Évaluer au calme et à la mobilisation de la zone douloureuse puis régulièrement, toujours avec la même échelle.
• De 0 à 4 ans, et en cas de difficultés de communication, utiliser une échelle d’observation comportementale (hétéro-évaluation), choisie en fonction de l’âge et la situation. La plus utilisée et utilisable dans la plupart des contextes est EVENDOL. D’autres échelles sont plus spécifiques du nouveau-né, de la période post-opératoire, des situations de handicap, de la douleur des soins…
• De 4 à 6 ans, tenter l’auto-évaluation avec l’échelle de visages, et confirmer si nécessaire par l’hétéro-évaluation.

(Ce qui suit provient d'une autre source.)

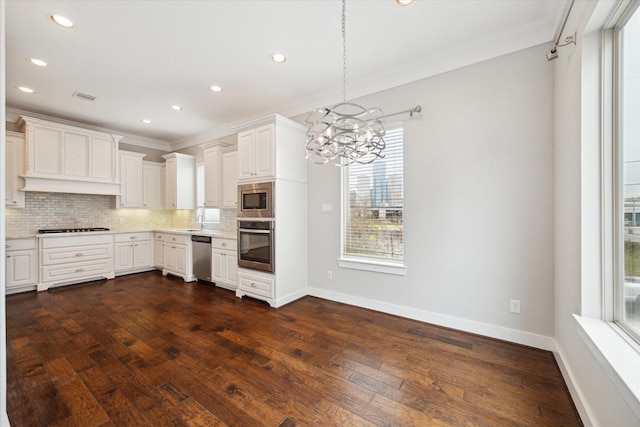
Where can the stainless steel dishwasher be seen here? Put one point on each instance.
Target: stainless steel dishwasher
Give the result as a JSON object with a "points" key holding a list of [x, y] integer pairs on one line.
{"points": [[201, 249]]}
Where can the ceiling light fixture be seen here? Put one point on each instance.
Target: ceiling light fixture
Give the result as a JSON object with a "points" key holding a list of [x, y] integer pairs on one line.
{"points": [[38, 62], [278, 58], [62, 21], [344, 133]]}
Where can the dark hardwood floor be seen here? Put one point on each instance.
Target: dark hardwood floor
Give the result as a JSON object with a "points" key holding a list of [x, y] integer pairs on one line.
{"points": [[152, 350]]}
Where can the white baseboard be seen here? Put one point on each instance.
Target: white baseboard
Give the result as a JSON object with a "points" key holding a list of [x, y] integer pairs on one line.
{"points": [[492, 331], [576, 394]]}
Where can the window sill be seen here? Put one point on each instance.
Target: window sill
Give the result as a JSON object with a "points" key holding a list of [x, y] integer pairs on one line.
{"points": [[373, 266], [619, 359]]}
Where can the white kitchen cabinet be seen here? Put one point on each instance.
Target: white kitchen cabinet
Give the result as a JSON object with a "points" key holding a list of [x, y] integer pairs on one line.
{"points": [[72, 259], [180, 181], [64, 158], [229, 178], [224, 262], [131, 192], [14, 163], [270, 148], [153, 182], [21, 265], [177, 259], [256, 153], [133, 252]]}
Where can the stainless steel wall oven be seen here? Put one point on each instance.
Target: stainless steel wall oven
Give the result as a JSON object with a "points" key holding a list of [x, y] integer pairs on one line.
{"points": [[255, 245]]}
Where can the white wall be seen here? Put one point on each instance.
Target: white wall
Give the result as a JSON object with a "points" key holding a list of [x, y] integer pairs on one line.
{"points": [[478, 204]]}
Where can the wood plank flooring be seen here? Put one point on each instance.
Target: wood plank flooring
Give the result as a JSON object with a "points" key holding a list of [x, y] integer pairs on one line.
{"points": [[148, 350]]}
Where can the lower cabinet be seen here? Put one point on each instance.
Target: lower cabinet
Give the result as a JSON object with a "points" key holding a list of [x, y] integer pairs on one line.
{"points": [[133, 252], [21, 265], [176, 255], [224, 261], [74, 259]]}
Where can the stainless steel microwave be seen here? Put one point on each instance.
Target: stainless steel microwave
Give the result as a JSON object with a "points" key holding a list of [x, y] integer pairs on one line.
{"points": [[256, 200]]}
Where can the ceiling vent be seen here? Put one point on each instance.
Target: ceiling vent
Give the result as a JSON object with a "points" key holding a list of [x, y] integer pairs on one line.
{"points": [[85, 96]]}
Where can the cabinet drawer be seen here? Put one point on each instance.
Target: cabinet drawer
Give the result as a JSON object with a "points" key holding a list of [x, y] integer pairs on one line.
{"points": [[20, 244], [224, 244], [131, 237], [172, 238], [76, 271], [77, 254], [256, 285], [76, 241]]}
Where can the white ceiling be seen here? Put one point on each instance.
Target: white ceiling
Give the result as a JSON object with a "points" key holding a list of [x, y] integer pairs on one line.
{"points": [[140, 57]]}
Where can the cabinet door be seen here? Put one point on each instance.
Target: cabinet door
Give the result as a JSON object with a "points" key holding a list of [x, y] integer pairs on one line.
{"points": [[142, 254], [171, 183], [181, 259], [14, 164], [123, 256], [218, 266], [231, 264], [245, 154], [230, 179], [21, 267], [130, 181], [264, 152], [45, 152], [152, 185], [158, 250], [76, 155], [212, 177], [103, 159]]}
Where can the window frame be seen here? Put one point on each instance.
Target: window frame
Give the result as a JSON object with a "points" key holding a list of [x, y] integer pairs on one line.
{"points": [[364, 262]]}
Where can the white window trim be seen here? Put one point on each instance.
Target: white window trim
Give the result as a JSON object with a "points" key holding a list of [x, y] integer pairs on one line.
{"points": [[363, 263]]}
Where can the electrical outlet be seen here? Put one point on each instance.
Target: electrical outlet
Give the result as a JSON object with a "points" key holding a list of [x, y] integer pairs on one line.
{"points": [[514, 306]]}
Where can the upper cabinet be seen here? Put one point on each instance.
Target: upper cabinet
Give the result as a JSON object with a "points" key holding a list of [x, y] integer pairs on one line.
{"points": [[63, 158], [271, 148], [220, 175], [180, 175], [153, 181], [13, 197], [130, 179]]}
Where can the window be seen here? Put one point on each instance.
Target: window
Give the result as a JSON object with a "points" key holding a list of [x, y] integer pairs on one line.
{"points": [[627, 286], [373, 210]]}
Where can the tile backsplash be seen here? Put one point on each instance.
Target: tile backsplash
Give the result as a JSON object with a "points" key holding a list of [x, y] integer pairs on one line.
{"points": [[64, 210]]}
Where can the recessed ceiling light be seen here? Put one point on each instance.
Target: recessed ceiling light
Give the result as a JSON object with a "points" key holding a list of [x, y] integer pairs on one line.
{"points": [[278, 57], [62, 20], [38, 62]]}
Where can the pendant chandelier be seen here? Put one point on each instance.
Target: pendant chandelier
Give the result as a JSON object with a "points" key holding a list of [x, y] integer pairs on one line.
{"points": [[345, 133]]}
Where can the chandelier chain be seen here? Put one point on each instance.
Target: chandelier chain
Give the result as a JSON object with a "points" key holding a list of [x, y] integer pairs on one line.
{"points": [[344, 50]]}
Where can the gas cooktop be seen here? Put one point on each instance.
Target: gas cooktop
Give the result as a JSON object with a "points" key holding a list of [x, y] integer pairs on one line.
{"points": [[72, 230]]}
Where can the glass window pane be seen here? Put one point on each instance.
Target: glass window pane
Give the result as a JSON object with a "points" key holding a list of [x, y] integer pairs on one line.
{"points": [[373, 205], [629, 294]]}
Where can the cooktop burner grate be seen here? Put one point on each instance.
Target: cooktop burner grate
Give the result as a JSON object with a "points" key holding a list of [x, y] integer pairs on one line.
{"points": [[72, 230]]}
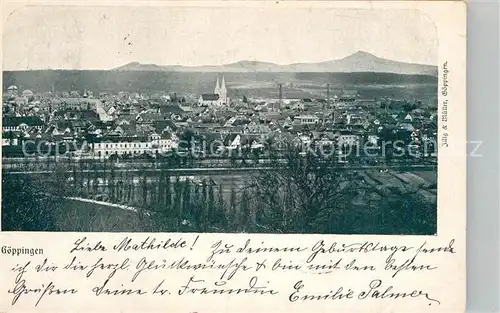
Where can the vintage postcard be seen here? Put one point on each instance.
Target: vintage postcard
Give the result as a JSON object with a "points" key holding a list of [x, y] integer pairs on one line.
{"points": [[233, 156]]}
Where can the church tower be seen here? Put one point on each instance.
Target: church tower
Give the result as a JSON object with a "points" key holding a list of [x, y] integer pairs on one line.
{"points": [[217, 88], [223, 91]]}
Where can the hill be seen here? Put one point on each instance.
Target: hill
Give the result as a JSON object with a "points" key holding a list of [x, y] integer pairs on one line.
{"points": [[355, 63]]}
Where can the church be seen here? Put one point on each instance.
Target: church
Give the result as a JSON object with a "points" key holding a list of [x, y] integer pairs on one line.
{"points": [[218, 98]]}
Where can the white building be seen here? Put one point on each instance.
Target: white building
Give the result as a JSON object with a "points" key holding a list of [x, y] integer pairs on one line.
{"points": [[135, 146], [306, 119], [218, 98], [347, 138]]}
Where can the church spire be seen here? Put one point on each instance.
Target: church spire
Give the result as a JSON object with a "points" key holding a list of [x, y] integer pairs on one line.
{"points": [[217, 88], [223, 86]]}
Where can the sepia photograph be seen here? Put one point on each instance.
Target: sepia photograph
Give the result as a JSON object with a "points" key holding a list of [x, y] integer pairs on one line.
{"points": [[232, 119]]}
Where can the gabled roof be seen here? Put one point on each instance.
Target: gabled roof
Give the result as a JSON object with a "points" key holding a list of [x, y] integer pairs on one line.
{"points": [[210, 97], [230, 138]]}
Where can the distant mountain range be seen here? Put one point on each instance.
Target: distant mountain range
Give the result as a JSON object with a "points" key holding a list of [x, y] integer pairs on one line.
{"points": [[357, 62]]}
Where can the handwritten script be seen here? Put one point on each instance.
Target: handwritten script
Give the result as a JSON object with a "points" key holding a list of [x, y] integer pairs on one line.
{"points": [[176, 266]]}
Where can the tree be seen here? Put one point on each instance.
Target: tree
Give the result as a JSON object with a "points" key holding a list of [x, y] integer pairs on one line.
{"points": [[302, 193]]}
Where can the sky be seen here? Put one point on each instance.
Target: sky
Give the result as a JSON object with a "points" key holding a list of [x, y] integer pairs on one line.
{"points": [[108, 37]]}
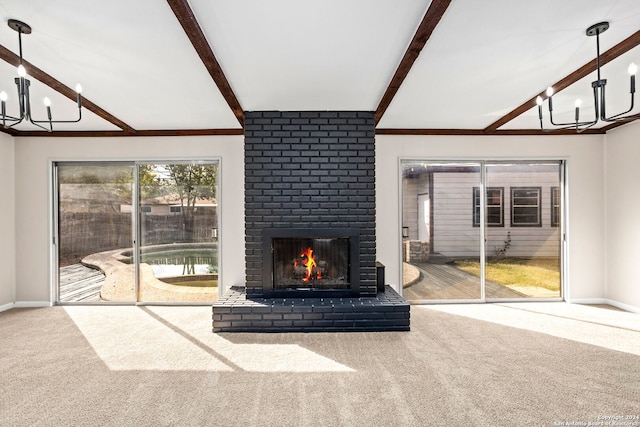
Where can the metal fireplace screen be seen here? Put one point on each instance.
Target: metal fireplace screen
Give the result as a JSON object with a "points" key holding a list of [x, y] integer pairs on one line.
{"points": [[311, 263]]}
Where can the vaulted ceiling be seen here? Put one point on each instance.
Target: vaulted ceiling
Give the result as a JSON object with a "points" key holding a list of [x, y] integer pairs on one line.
{"points": [[151, 67]]}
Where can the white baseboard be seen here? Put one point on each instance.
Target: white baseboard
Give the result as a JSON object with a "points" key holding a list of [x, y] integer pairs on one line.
{"points": [[31, 304], [588, 301], [591, 301], [625, 307]]}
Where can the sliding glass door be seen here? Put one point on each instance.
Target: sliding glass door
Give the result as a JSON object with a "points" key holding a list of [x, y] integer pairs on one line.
{"points": [[94, 221], [481, 231], [437, 230], [131, 232], [178, 232]]}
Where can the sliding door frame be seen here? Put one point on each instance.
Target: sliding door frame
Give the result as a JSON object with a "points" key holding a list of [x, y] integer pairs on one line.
{"points": [[54, 234], [483, 162]]}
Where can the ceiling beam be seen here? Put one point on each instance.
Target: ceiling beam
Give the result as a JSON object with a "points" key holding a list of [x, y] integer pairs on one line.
{"points": [[189, 23], [608, 56], [481, 132], [56, 85], [432, 17], [101, 134]]}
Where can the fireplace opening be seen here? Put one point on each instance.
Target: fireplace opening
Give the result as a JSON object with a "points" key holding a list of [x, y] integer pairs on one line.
{"points": [[303, 263], [311, 263]]}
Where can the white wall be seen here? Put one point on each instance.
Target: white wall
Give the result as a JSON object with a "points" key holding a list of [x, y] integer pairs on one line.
{"points": [[585, 170], [586, 179], [623, 215], [7, 220], [33, 192]]}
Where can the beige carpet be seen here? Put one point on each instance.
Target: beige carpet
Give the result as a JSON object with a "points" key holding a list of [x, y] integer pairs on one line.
{"points": [[461, 365]]}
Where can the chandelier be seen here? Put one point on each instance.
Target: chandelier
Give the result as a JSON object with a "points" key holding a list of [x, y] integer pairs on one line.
{"points": [[24, 101], [598, 86]]}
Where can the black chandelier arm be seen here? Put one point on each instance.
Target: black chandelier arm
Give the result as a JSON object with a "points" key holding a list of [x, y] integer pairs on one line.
{"points": [[576, 124], [51, 122], [617, 117]]}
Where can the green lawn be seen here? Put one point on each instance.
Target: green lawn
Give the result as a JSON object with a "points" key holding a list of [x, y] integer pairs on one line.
{"points": [[537, 272]]}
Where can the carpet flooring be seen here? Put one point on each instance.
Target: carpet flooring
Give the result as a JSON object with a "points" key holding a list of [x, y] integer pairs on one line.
{"points": [[520, 364]]}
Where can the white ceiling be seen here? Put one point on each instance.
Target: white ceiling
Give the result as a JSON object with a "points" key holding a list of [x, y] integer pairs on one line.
{"points": [[484, 59]]}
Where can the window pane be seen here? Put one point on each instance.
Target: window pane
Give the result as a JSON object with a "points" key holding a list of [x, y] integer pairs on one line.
{"points": [[178, 242], [524, 256], [95, 233], [441, 236]]}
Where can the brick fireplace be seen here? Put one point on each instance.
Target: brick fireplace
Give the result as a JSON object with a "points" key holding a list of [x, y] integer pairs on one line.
{"points": [[310, 195]]}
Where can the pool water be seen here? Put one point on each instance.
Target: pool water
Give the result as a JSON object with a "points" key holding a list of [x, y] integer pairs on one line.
{"points": [[181, 262]]}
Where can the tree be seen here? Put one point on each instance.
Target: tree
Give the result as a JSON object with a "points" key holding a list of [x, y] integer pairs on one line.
{"points": [[192, 182]]}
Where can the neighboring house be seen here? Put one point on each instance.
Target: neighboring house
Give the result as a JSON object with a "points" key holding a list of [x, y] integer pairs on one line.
{"points": [[441, 205]]}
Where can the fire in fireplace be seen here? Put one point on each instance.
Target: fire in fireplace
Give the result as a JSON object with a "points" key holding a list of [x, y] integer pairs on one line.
{"points": [[303, 262]]}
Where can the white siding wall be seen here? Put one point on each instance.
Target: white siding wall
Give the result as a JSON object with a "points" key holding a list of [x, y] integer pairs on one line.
{"points": [[454, 234], [7, 222], [453, 231]]}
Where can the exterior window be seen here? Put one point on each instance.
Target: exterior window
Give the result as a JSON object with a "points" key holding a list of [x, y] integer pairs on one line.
{"points": [[525, 207], [555, 206], [494, 204]]}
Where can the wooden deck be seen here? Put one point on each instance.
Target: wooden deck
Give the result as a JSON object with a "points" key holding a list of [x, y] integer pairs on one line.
{"points": [[80, 283], [445, 282]]}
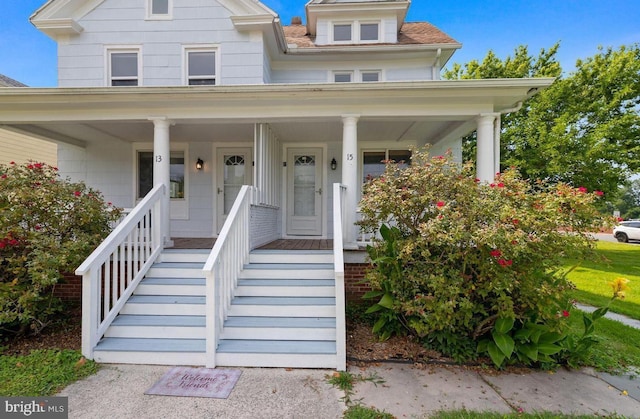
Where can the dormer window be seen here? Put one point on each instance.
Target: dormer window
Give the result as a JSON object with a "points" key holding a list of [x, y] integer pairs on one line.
{"points": [[369, 32], [123, 67], [159, 9], [355, 32], [342, 32]]}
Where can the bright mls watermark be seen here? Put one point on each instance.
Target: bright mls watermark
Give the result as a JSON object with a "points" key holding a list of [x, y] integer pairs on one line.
{"points": [[34, 407]]}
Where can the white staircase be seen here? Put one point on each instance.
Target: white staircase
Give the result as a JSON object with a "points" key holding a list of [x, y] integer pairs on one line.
{"points": [[282, 314]]}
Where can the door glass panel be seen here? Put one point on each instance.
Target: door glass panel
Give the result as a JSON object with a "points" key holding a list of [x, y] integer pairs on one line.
{"points": [[304, 186], [234, 172]]}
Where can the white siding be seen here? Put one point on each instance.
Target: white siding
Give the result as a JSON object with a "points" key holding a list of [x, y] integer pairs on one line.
{"points": [[121, 22], [21, 148]]}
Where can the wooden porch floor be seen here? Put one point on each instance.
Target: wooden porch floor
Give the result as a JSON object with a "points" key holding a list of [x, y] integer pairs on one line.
{"points": [[282, 244]]}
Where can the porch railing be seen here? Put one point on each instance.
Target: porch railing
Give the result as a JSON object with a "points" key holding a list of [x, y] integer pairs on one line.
{"points": [[112, 272], [226, 260], [339, 192]]}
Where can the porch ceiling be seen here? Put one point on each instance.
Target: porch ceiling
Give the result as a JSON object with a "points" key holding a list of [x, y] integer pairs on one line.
{"points": [[406, 111]]}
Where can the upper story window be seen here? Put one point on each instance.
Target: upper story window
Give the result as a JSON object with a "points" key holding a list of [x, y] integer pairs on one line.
{"points": [[369, 32], [369, 76], [201, 66], [348, 76], [159, 9], [342, 32], [343, 76], [124, 67], [355, 32]]}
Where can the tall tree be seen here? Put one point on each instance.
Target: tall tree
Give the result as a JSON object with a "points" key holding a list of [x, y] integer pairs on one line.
{"points": [[583, 130]]}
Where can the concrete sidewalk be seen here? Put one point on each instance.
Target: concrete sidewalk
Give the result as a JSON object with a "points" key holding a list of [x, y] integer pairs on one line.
{"points": [[416, 392], [117, 391]]}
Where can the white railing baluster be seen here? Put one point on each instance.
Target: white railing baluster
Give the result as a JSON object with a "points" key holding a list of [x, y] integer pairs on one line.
{"points": [[113, 271], [339, 192], [226, 260]]}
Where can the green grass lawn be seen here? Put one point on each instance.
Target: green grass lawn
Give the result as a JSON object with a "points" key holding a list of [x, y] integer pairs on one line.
{"points": [[43, 372], [592, 277]]}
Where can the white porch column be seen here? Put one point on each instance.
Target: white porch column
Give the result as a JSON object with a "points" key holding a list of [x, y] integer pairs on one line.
{"points": [[497, 128], [485, 166], [350, 177], [161, 171]]}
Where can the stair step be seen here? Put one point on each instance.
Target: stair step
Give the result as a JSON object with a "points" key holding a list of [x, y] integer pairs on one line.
{"points": [[176, 270], [178, 305], [171, 286], [185, 255], [283, 306], [287, 271], [159, 321], [291, 256], [276, 346], [286, 287], [151, 345], [280, 328]]}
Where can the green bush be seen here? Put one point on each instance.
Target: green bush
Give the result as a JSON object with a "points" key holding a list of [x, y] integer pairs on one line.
{"points": [[462, 253], [48, 226]]}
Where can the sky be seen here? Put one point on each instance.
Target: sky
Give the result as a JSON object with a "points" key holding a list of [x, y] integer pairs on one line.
{"points": [[580, 26]]}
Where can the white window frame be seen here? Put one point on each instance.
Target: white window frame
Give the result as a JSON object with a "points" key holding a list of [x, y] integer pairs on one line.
{"points": [[369, 41], [151, 16], [121, 49], [356, 75], [179, 207], [186, 49], [384, 150], [333, 33], [336, 73], [356, 32], [363, 72]]}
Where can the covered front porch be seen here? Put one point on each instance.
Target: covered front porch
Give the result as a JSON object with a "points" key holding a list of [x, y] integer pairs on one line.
{"points": [[259, 164]]}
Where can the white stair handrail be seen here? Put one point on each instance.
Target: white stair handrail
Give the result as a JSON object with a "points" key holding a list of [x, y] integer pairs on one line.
{"points": [[113, 270], [339, 192], [227, 258]]}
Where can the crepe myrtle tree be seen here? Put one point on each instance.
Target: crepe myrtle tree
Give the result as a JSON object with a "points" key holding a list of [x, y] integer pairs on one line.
{"points": [[456, 254], [48, 226]]}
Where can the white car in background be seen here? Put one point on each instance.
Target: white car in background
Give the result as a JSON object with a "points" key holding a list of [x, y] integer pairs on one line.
{"points": [[627, 230]]}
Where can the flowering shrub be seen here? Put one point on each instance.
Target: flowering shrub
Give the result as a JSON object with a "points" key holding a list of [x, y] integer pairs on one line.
{"points": [[47, 226], [471, 253]]}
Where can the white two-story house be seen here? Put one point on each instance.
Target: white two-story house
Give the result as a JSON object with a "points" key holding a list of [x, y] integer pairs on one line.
{"points": [[213, 119]]}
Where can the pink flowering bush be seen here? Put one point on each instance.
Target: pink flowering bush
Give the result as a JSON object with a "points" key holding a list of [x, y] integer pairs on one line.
{"points": [[48, 226], [462, 254]]}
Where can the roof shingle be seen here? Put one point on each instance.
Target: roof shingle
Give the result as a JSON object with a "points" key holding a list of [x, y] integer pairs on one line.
{"points": [[9, 82]]}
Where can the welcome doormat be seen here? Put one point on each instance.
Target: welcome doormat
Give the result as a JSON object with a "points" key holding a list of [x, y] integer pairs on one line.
{"points": [[196, 382]]}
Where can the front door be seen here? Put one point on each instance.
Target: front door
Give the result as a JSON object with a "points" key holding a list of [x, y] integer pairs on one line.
{"points": [[234, 170], [304, 191]]}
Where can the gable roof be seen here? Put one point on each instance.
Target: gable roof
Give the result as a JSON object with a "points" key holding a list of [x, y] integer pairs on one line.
{"points": [[9, 82], [60, 17], [411, 33]]}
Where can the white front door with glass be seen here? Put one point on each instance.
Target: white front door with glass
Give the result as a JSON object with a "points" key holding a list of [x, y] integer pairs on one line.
{"points": [[234, 170], [304, 192]]}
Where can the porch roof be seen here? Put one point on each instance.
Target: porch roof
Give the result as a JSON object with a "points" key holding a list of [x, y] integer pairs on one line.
{"points": [[428, 111]]}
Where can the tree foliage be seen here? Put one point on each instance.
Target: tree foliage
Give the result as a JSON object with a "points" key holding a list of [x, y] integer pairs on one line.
{"points": [[583, 130], [48, 226], [463, 254]]}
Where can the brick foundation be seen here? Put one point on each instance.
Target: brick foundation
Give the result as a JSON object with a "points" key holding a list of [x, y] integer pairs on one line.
{"points": [[353, 274], [69, 288]]}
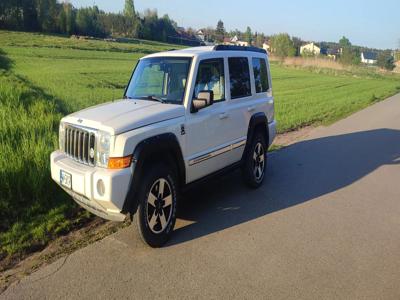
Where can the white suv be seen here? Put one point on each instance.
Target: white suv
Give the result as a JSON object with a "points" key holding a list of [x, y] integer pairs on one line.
{"points": [[186, 115]]}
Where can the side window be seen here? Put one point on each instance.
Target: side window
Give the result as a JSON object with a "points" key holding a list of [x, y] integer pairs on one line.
{"points": [[239, 75], [210, 77], [260, 75]]}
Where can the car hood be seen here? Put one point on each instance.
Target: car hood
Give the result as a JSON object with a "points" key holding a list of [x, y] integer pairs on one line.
{"points": [[125, 115]]}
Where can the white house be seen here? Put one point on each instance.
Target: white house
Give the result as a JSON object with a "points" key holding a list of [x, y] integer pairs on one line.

• Au-delà de 6 ans, l’enfant peut en général s’évaluer lui-même (auto-évaluation), avec l’échelle de visages FPS, puis en grandissant avec une EVA verticale puis l’échelle numérique 0-10 à partir de 8-10 ans
Décrire la borne haute sobrement « très très mal, une très forte douleur)
La douleur chronique nécessite une évaluation globale bio-psycho-sociale. Le contexte de vie et le retentissement sur la vie quotidienne (activités, école, vie sociale) doit être apprécié́, ainsi que les aspects anxio-dépressifs.